Dive Brief:
- In the wake of last summer’s Hurricanes Harvey and Irma, direct-to-consumer telehealth played an important role in bridging the gap when normal medical services were interrupted, a new Rand Corporation study finds.
- The researchers analyzed the experience of Doctor On Demand, one of a number of telehealth providers that stepped in to fill the void. Service peaked three to six days after the hurricanes struck land.
- In the first week post-landfall, people impacted by the hurricanes used telehealth services more than other patients for chronic conditions, counseling and prescription refills, back and joint concerns, injuries and advice.

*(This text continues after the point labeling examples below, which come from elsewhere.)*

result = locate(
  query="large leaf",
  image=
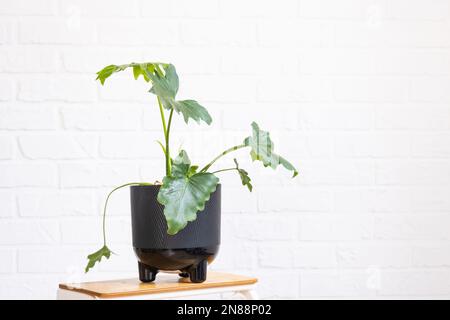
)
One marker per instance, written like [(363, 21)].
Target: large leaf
[(262, 149), (184, 193), (245, 179), (165, 86), (97, 257), (191, 109)]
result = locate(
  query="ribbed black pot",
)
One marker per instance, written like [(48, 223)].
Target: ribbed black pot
[(189, 251)]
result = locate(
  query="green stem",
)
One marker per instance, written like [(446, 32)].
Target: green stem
[(168, 163), (222, 170), (221, 155), (107, 199)]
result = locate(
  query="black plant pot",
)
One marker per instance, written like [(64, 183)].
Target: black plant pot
[(189, 251)]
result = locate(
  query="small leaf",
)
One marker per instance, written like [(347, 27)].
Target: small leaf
[(107, 71), (191, 109), (97, 257), (183, 195), (262, 149), (245, 179)]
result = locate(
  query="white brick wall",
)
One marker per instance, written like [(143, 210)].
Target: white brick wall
[(356, 93)]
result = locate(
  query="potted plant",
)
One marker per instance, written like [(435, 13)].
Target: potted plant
[(176, 223)]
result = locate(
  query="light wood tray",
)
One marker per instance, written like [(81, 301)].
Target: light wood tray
[(163, 284)]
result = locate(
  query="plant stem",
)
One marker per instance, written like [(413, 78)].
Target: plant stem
[(222, 170), (163, 119), (107, 199), (221, 155), (168, 164)]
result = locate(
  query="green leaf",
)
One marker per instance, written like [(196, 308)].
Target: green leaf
[(191, 109), (97, 257), (262, 149), (183, 195), (165, 86), (244, 176), (107, 71)]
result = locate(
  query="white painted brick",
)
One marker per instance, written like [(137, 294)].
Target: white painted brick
[(218, 33), (278, 285), (8, 259), (366, 256), (411, 62), (58, 146), (293, 199), (415, 282), (335, 284), (296, 89), (238, 200), (27, 175), (275, 256), (91, 60), (100, 8), (33, 117), (206, 89), (357, 145), (342, 227), (6, 90), (430, 89), (7, 31), (71, 89), (259, 8), (56, 204), (93, 175), (8, 204), (437, 255), (315, 256), (124, 88), (30, 288), (7, 147), (304, 145), (336, 172), (129, 146), (336, 116), (236, 256), (35, 232), (359, 89), (134, 32), (24, 7), (89, 231), (412, 117), (412, 172), (102, 118), (355, 200), (73, 30), (259, 228), (331, 9), (28, 60), (51, 260), (431, 145), (418, 9), (295, 33), (378, 33), (253, 61), (408, 227), (417, 200)]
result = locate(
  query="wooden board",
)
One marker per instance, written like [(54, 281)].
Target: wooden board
[(163, 284)]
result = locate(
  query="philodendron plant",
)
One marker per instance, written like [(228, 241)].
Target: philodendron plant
[(186, 187)]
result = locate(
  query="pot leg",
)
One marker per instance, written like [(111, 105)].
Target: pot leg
[(146, 273), (198, 273)]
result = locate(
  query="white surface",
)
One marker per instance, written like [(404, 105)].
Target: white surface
[(246, 292), (355, 92)]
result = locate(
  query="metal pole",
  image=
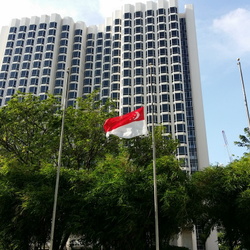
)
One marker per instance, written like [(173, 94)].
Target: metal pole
[(154, 168), (59, 162), (244, 92)]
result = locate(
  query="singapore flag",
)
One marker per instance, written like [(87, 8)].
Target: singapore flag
[(127, 126)]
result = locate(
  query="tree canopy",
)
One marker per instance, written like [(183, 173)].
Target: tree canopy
[(106, 186), (221, 198)]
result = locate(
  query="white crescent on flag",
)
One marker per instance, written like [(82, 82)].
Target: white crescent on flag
[(127, 126)]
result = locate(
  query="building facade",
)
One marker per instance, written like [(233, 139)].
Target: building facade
[(139, 45), (141, 48)]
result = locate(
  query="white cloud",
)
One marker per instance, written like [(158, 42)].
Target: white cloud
[(79, 10), (107, 7), (232, 31)]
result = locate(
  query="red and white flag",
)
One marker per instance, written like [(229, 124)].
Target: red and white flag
[(127, 126)]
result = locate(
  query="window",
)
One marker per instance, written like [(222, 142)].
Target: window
[(127, 15), (127, 23), (61, 66), (139, 99), (149, 12), (19, 43), (16, 58), (18, 51), (44, 89), (175, 50), (51, 39), (8, 52), (166, 118), (59, 83), (48, 55), (12, 83), (50, 47), (45, 80), (6, 59), (180, 128), (115, 78), (127, 31), (39, 48), (12, 75), (138, 29), (35, 72), (3, 76), (127, 73), (28, 49), (22, 90), (33, 90), (73, 86), (30, 42), (65, 28), (57, 91), (165, 98), (42, 26), (180, 117), (127, 64), (27, 58), (106, 75), (24, 73), (5, 67), (61, 58), (34, 81), (53, 25), (31, 34), (138, 14), (52, 32), (64, 42), (89, 58), (46, 71), (179, 107), (74, 78), (165, 108), (126, 91), (105, 92), (76, 54), (178, 97), (13, 29), (41, 33), (21, 36), (60, 74), (47, 63), (72, 95), (139, 90), (23, 82), (77, 47), (10, 92)]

The study is published in the Journal of General Internal Medicine.
Dive Insight:
The most common diagnoses in the first month included acute respiratory ailments and skin problems during the 30 days covered by the study — similar to national telehealth trends, RAND says.

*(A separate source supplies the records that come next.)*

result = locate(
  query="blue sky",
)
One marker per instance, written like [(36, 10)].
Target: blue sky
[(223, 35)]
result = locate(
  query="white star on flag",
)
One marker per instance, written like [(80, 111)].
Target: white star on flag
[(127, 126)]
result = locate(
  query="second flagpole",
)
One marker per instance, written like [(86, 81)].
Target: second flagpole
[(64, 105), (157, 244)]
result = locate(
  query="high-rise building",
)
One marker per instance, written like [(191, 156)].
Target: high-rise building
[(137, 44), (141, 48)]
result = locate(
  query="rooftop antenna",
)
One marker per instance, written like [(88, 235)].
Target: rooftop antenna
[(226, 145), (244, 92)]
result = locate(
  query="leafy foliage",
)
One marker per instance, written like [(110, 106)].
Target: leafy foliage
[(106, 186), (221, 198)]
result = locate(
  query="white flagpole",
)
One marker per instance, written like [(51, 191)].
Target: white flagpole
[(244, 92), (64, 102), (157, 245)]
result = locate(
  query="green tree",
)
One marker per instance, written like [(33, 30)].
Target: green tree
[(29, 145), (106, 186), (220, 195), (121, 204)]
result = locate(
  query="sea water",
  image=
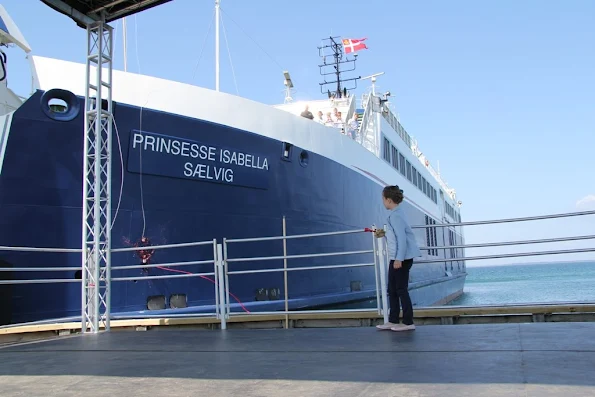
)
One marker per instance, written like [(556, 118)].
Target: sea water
[(529, 283)]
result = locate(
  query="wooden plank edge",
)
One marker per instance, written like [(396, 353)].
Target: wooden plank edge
[(372, 314)]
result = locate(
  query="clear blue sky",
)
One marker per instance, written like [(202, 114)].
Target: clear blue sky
[(502, 93)]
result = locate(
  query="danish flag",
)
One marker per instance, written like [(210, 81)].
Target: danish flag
[(353, 45)]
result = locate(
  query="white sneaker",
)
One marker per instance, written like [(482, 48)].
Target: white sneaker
[(403, 327), (386, 326)]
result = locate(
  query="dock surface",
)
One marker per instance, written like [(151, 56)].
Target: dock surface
[(538, 359)]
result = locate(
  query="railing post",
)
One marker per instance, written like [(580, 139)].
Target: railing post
[(217, 279), (383, 263), (226, 280), (222, 289), (285, 272)]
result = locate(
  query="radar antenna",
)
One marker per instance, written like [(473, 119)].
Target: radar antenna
[(336, 46)]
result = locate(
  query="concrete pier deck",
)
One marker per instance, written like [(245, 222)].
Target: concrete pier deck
[(538, 359)]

In all, 2,057 people in the hurricanes’ path sought services from Doctor On Demand, 63% of whom were first-time users.
During the hurricanes, governors in Texas, Florida, Georgia, North Carolina and South Carolina declared emergencies that eased restrictions on out-of-state providers. In the Doctor On Demand analysis, more than half the visits were handled by doctors outside the affected states.

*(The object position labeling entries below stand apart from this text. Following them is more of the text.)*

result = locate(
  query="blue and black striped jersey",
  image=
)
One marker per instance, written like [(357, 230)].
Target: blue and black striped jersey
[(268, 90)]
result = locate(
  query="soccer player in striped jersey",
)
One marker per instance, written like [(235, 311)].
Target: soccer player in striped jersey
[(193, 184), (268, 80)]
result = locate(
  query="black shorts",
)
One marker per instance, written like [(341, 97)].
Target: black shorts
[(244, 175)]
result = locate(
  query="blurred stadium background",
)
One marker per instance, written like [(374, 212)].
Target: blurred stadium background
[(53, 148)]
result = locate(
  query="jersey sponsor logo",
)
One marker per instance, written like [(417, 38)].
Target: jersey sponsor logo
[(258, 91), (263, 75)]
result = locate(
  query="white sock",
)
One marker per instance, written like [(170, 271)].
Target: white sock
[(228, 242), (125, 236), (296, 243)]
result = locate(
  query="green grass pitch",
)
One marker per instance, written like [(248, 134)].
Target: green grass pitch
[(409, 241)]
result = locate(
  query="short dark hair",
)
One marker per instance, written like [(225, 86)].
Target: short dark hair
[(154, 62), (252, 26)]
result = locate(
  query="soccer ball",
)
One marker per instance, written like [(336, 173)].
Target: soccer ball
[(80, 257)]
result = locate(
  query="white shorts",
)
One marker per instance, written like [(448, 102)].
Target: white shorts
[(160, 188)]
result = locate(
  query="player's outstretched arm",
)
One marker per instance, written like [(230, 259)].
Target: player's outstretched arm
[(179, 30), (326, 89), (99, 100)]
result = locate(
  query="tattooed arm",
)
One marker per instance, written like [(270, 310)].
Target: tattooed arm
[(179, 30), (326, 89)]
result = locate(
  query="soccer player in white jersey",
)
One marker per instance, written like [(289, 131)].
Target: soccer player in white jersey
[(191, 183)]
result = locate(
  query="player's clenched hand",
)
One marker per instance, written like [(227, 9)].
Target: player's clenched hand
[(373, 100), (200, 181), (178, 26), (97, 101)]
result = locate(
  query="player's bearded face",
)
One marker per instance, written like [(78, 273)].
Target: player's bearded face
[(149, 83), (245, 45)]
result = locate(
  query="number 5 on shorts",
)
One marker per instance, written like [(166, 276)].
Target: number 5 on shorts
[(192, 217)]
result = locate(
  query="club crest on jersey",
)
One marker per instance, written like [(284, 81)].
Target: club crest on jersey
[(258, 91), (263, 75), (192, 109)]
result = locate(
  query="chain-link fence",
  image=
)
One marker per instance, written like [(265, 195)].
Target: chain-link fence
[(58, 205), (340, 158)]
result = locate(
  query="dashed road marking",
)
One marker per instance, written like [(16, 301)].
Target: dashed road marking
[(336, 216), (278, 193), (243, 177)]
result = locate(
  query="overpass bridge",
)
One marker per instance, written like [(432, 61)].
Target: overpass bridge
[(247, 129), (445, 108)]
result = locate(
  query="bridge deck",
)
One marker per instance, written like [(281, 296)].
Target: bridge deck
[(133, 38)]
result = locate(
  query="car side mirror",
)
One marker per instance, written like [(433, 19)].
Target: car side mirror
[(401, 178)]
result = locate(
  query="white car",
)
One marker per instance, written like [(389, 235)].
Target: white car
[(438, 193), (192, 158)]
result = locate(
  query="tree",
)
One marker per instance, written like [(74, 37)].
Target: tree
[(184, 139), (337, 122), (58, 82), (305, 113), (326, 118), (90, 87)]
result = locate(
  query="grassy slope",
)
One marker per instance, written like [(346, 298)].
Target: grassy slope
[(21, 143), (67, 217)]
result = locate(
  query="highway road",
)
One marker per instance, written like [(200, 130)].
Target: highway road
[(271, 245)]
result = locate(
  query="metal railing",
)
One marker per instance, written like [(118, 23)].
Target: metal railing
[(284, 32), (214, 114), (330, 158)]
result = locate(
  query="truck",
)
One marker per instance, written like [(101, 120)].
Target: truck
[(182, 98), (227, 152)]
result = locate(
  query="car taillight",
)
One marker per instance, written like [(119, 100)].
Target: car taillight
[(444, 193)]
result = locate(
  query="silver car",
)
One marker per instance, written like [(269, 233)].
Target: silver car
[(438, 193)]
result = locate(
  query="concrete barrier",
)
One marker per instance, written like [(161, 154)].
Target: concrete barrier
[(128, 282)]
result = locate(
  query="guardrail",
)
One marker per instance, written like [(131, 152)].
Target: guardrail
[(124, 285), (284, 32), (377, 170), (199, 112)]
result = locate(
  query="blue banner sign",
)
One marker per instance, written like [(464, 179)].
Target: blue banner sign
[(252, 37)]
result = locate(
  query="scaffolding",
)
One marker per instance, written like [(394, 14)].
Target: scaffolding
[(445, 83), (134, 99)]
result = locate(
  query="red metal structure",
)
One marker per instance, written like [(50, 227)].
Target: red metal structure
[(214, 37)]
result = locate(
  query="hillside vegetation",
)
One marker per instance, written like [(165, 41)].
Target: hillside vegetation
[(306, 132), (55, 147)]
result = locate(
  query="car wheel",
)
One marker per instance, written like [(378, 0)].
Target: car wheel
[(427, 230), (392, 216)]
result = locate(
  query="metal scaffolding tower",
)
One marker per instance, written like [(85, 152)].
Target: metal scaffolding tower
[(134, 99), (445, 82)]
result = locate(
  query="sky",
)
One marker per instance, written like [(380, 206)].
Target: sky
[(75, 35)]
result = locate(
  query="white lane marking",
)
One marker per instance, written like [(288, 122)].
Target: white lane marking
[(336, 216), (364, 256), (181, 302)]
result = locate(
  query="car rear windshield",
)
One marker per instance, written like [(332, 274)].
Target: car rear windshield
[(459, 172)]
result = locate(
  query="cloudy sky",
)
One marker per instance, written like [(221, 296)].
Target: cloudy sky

While more hospitals and health systems are adding telehealth services to increase access and improve the patient experience, most aren't hardwired internally to provide telehealth services with their own clinicians. And this study suggests there is still an important role for consumer-facing telehealth programs in seeing nonacute cases and easing the burden on limited inpatient services dealing with more serious needs.
For example, Teladoc launched a free general medical services hotline to all storm victims, not just its members, and provided routine medical care to victims in Red Cross shelters. “We built redundancies into our operations and call centers and have the inherent ability to scale tenfold, so we were ready with call center operations that would be up and running and with more than enough physicians to handle the capacity,” Lewis Levy, chief medical officer at Teladoc, told Healthcare Dive following the storms.
Telehealth also played a role in the recent flu outbreak. Teladoc officials said the company averaged 8,000 visits during peak days in January, with one in five being flu-related.
Raising awareness is a big part of expanding telehealth use. An Avizia analysis found eight in 10 consumers were unsure about or had never heard of telehealth services.